Women’s Month – Signature recipes

To celebrate Women’s Month, COLUMBIA signature’s Corporate Chefs have crafted some incredible recipes that are both delicious and healthy – and they all feature blueberries. Give them a try today!

Dried berries, nuts and dates energy bars

Portions: 4

Allergens: lactose / gluten / egg / nuts / sulphite

Ingredients:

1 ½ White gluten-free flour or all-purpose flour

¼ cup dates or your preference of dried fruits

¼ cup chopped Almonds of your selection of favorite nuts

½ cup sugar

½ tsp. baking powder

1 tsp vanilla extract 

1 tbs honey

1 tsp.

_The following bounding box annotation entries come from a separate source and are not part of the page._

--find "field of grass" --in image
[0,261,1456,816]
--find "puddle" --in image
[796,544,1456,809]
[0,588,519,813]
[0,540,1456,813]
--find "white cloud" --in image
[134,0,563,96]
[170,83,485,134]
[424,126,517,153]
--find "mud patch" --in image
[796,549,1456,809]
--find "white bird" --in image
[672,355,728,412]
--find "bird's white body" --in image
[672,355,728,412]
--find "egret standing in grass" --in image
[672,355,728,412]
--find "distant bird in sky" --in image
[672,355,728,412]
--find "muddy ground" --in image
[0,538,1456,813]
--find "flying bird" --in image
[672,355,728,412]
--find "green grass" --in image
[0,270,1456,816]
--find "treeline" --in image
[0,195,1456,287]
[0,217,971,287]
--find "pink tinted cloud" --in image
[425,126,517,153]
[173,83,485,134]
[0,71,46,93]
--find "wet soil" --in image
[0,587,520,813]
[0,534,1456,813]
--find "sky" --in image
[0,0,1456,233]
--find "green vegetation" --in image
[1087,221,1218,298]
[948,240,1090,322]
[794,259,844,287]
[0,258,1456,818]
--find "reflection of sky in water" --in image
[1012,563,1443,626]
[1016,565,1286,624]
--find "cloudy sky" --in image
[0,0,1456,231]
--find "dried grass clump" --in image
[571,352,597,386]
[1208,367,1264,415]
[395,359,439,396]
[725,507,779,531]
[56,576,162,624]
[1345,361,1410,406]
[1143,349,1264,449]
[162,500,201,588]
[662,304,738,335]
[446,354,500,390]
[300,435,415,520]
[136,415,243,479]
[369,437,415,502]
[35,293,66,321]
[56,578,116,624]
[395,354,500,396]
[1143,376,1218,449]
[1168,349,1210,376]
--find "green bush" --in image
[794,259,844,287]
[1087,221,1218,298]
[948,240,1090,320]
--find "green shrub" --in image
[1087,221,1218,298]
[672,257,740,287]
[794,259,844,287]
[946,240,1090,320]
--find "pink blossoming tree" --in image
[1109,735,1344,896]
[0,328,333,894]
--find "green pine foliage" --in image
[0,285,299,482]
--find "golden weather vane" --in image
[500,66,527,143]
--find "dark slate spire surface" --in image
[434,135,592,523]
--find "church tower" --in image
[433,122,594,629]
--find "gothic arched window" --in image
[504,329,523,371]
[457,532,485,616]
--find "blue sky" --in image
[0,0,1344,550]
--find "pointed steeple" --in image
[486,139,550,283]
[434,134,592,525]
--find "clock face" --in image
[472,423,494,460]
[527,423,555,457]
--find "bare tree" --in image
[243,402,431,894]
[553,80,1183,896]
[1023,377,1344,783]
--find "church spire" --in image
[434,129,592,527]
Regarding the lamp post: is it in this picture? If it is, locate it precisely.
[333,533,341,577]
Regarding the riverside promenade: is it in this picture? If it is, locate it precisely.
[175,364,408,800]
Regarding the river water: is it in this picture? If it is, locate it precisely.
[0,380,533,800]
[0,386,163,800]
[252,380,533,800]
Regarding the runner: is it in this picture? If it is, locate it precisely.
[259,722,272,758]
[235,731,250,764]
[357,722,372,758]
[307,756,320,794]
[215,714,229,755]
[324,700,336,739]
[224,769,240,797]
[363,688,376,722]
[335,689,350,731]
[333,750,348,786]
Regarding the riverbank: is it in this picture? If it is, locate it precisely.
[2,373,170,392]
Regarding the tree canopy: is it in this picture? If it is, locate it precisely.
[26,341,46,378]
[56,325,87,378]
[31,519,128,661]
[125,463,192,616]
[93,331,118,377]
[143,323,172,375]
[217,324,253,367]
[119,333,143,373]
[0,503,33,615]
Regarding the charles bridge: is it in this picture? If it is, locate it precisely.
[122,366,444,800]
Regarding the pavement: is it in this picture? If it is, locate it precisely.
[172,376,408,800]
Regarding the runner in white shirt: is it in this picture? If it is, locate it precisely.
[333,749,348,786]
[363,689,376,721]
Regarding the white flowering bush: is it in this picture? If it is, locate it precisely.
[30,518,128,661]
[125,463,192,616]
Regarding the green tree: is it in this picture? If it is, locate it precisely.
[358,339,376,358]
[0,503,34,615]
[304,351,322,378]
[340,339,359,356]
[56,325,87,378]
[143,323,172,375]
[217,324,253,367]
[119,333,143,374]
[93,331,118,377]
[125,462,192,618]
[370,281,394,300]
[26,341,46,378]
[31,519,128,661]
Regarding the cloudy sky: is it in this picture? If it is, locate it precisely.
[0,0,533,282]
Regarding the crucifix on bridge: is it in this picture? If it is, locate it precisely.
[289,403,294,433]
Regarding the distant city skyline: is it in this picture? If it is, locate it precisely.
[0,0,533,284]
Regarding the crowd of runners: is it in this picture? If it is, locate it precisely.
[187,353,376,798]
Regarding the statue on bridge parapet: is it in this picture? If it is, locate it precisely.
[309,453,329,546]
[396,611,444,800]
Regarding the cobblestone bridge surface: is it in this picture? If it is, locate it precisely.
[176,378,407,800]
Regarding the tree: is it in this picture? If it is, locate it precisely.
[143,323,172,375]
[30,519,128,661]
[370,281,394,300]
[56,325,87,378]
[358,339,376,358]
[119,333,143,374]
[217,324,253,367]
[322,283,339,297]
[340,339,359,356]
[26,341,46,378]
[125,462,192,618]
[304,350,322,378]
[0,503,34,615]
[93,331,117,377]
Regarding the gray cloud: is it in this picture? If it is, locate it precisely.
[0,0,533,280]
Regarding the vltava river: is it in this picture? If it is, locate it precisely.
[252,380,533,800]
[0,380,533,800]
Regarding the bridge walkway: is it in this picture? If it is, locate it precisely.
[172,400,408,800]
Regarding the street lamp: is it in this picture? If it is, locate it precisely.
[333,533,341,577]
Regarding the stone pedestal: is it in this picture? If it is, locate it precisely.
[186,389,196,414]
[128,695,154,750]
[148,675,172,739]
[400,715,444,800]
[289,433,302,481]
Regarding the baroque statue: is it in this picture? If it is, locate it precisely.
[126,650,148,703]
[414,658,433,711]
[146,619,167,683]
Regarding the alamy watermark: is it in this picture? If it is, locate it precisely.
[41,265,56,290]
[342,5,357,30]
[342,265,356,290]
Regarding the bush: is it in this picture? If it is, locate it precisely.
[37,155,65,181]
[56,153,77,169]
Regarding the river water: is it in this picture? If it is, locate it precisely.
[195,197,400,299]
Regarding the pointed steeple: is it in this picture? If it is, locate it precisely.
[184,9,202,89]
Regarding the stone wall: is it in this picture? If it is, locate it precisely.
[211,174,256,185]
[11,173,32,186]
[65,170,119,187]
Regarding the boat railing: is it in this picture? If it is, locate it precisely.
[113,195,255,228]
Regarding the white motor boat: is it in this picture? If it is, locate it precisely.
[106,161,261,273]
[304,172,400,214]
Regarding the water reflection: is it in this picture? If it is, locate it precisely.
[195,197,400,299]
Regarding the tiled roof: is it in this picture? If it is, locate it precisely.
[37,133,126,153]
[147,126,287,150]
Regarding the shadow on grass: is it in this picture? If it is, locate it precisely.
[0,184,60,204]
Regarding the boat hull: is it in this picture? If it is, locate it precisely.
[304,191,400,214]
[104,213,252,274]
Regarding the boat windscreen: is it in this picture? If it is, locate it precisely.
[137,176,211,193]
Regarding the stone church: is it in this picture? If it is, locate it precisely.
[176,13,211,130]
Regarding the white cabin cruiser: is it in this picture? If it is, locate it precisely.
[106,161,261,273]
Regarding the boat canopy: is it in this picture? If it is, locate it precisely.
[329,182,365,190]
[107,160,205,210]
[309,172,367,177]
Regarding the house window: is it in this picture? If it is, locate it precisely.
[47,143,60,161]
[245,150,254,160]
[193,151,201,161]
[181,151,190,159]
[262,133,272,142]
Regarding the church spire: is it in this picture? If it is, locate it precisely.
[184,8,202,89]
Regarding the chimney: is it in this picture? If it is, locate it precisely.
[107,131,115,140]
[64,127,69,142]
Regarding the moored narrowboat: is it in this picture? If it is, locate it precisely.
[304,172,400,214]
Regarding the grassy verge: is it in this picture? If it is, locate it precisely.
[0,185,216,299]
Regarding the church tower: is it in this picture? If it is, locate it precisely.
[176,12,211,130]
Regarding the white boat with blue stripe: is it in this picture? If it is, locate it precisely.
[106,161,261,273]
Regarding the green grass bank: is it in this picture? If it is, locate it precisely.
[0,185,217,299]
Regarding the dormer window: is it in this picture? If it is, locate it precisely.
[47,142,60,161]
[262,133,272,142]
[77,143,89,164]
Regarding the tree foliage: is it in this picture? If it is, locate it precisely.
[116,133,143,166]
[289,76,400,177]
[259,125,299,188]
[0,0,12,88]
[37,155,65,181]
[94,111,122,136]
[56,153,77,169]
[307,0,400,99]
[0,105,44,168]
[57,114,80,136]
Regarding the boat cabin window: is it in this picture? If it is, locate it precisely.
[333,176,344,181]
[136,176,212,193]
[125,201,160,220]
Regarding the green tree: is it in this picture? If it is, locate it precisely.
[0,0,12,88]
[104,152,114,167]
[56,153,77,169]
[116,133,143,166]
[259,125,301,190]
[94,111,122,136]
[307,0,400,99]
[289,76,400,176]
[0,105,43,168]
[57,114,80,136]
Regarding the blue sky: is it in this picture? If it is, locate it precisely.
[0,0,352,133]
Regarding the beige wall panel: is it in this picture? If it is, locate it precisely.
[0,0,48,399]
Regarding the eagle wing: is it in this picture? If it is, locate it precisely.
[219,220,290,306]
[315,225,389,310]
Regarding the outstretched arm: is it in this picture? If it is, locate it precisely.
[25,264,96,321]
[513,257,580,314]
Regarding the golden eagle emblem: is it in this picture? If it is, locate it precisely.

Lemon zest

Pinch of kosher salt

1 egg

½ cup (1 stick) Cold butter

Method:

  1. Grease and line an 20×20 cm pan with parchment paper and set aside. Preheat oven to 190°C.
  2. In a large mixing bowl, combine flour, sugar, almonds, baking powder, lemon zest and salt.  
  3. With a cheese grater, grate stick of cold butter into flour mixture. Add in one egg.  
  4. Combine dough mixture until crumbly. Pat the dough evenly into the greased and parchment-lined pan and set aside. Or for better results place them in a bar shape silicone mold. 
  5. Bake 20 minutes at 160 °C. Let cool. If desired, top with sifted powdered sugar and serve.

Berries Splash

Portions: 4

Allergens: lactose / nuts

Ingredients:

½ cup blueberries 

½ cup of blackberries

2 tbsp. chia seeds

1 ½ cups Almond milk

1 tsp. vanilla extract

1 pinch cinnamon

Ice cubes

Honey to taste

Fresh mint 

¼ green Apple slices 

Method:

  1. Place chia seeds in a cup or jar and 1/2 cup of the almond milk. Set the mixture aside for 10 minutes or refrigerate overnight. 
  2. Transfer mixture to blender. Measure all the ingredients and mix. Add a handful of ice cubes, and blend until smooth. Add honey to taste. 

Berries Parfait

Portions: 4

Allergens: lactose / gluten / nuts / sulphite

Ingredients:

1/4 cup of chia seeds  
1 cup Almond milk  
2 tbsp. honey  
1 tsp. vanilla extract  
1 1/2 cups muesli  
1 1/2 cups blueberries  
1 cup Greek yogurt

Method:

  1. In a medium bowl whisk together chia seeds, 2 tablespoons of honey, vanilla extract, almond milk and 1 spoon of fresh blueberry puree until just combined. Place it in the refrigerator overnight.  
  2. Stir mixture before making the parfaits. 
  3. Evenly, distribute a layer of Greek yogurt, muesli, honey, blueberries, and chia pudding into the glasses.  
  4. Top the top layer with more blueberries and a drizzle of honey if desired, decorate with fresh mints and blueberries 

Berries & oat muffins

Portions: 12

Allergens: lactose / gluten / egg / nuts / sulphite

Ingredients:

For the muffins:

3 cups all-purpose flour 
4 tsp. baking powder 
2 tsp. cinnamon  
1 tsp. salt  
1 cup sugar  
1 cup Almond milk 
1/2 cup canola oil 
2 eggs  
2 tsp. vanilla extract  
1 1/2 cups blueberries  

For oat crumble topping:

1/2 cup all-purpose flour  
1/3 cup Brown sugar  
1/4 cup oats  
1 tsp. cinnamon 
1/2 tsp. salt  
1/2 stick butter, melted 

Method:

  1. Preheat oven to 220°C and grease a 6-muffin mold or 12 cupcake molds. 
  2. For oat crumble topping: mix flour, brown sugar, oats cinnamon and salt in a medium bowl. Add melted butter and blend with a fork.  
  3. The mixture should be sandy and not creamy. Set aside for topping with muffins. 
  4. In a large bowl whisk together flour, baking powder, cinnamon, and salt until well blended. 
  5. In a medium sized bowl whisk together sugar, oil, eggs, vanilla extract, and almond milk.  
  6. Add wet mixture into dry mixture in three separate increments. Be careful not to over-mix. Fold in blueberries to batter and mix once more or until just incorporated. Pour batter evenly into cupcake tins and top with a small handful (1/4 cup) of crumble topping to each muffin and a few blueberries. 
  7. Bake for 5 minutes at 220 degrees and then reduce the temperature to 180 degrees.